Muzycy przywołali także lata dzieciństwa, co w Dniu Matki było szczególnie wymowne. Dzięki nim przypomniałam sobie „Ach śpij, kochanie”, którą z kolei moja Mama bardzo lubiła mi śpiewać, gdy byłam mała. W tle pojawiły się srebrne księżyce, a Paweł Kaczmarczyk nadał piosence swój niepowtarzalny charakter gry. W muzyce filmowej Henryka Warsa i Bronisława Kapera, jakiej wysłuchaliśmy podczas sobotniego wieczoru, a były to  m. in. utwory  „Po Mlecznej Drodze” z filmu „Wielka Droga”, „While My Lady Sleeps” czy „Follow me”, wciąż pobrzmiewały echa autorskiej muzyki Pawła Kaczmarczyka.

Można więc powiedzieć, że odnaleźliśmy w ulubionych przedwojennych przebojach to, co kochamy w kompozycjach pianisty i odwrotnie. Na tym polegała moim zdaniem twórcza dekonstrukcja muzyki Warsa i Kapera. Artyści przeżywali ją jak zawsze z każdym dźwiękiem i cieszyli się nią jak dzieci. Oczywiście nie takie, których mamy nie nauczyły jeszcze chodzić, ale takie, które umiejąc się poruszać w świecie i poszukiwać w nim sensu, otwierając się na to, co nowe.

Ale pewnie nie byłoby tej radości, gdyby nie świadomość muzyków, że każdy dźwięk cieszy nas, publiczność. Mnie szczególnie ucieszyła balladowa i subtelna odsłona piosenki „Już nie zapomnisz mnie” w fortepianowej improwizacji Pawła Kaczmarczyka, pozostawione do wybrzmienia w ciszy alikwoty, żywiołowe solo perkusji i wszystkie rozbudowane perkusyjne partie oraz arco Kuby Dworaka, który pokazał wtedy w pełni swoją liryczną duszę.
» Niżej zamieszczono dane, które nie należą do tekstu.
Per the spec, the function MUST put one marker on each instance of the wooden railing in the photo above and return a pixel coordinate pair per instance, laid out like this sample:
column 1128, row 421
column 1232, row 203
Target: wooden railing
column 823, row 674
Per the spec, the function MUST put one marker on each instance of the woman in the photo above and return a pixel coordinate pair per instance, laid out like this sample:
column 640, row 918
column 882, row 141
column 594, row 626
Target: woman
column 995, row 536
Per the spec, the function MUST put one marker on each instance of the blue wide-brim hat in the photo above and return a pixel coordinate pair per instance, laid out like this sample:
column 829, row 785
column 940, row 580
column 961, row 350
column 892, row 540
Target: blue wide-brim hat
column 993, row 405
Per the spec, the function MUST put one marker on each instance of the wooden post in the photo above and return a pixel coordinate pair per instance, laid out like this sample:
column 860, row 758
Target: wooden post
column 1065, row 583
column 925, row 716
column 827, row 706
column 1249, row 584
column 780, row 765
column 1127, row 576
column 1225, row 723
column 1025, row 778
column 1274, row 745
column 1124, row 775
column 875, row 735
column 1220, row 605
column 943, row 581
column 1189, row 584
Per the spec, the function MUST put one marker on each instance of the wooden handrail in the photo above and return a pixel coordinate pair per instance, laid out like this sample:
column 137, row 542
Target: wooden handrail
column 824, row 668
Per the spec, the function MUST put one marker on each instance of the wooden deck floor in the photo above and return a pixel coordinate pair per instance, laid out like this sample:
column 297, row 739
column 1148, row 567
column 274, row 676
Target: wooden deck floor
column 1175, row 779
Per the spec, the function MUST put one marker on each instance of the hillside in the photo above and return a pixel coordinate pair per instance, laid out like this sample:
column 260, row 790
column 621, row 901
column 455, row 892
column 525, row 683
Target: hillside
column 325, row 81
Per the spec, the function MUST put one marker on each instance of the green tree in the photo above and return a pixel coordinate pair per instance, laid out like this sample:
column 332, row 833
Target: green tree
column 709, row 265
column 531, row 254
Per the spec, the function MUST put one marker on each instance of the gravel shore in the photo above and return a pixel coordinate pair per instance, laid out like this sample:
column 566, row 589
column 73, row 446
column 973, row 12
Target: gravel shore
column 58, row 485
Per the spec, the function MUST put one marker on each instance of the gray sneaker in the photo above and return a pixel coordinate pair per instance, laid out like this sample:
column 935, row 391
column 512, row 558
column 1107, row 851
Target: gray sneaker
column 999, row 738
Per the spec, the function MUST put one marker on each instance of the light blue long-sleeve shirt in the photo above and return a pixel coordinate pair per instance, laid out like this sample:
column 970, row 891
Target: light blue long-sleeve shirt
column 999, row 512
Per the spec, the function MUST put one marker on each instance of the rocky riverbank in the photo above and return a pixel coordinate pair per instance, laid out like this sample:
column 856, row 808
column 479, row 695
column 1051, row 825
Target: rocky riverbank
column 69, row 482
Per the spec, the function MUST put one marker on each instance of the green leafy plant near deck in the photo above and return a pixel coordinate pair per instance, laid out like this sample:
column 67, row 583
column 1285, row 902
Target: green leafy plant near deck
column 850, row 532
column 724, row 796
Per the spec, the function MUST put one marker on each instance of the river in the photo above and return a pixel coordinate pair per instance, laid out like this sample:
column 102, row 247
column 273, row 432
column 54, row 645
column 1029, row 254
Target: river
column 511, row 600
Liryka zresztą, szczególnie w grze Pawła, była najmocniejszą stroną koncertu. Wprowadziła w eleganckie wnętrze sali ICE stonowany, chłodny w opanowaniu, ale nie zimny, styl i klasę. To nie oznacza, że scena nie zapłonęła, jak tego chcieli artyści, dzięki  wywołanym na niej emocjom. Jednak od początku do końca we wszystkim panowała równowaga właściwa muzyce na najwyższym poziomie. Jako obraz tego, co chcę Państwu wyrazić, przychodzą mi na myśl szykowne marynarki i kamizelki, w których wystąpiło trio.

Na koniec proszę sobie wyobrazić albo przypomnieć: po tym, jak intensywnie niebieska smuga obiega całą salę, gasną wszystkie światła, a w ciszy rozlegają się brzmienia i połączenia tych brzmień z grą świateł, jakich dotąd jeszcze nie znaliśmy.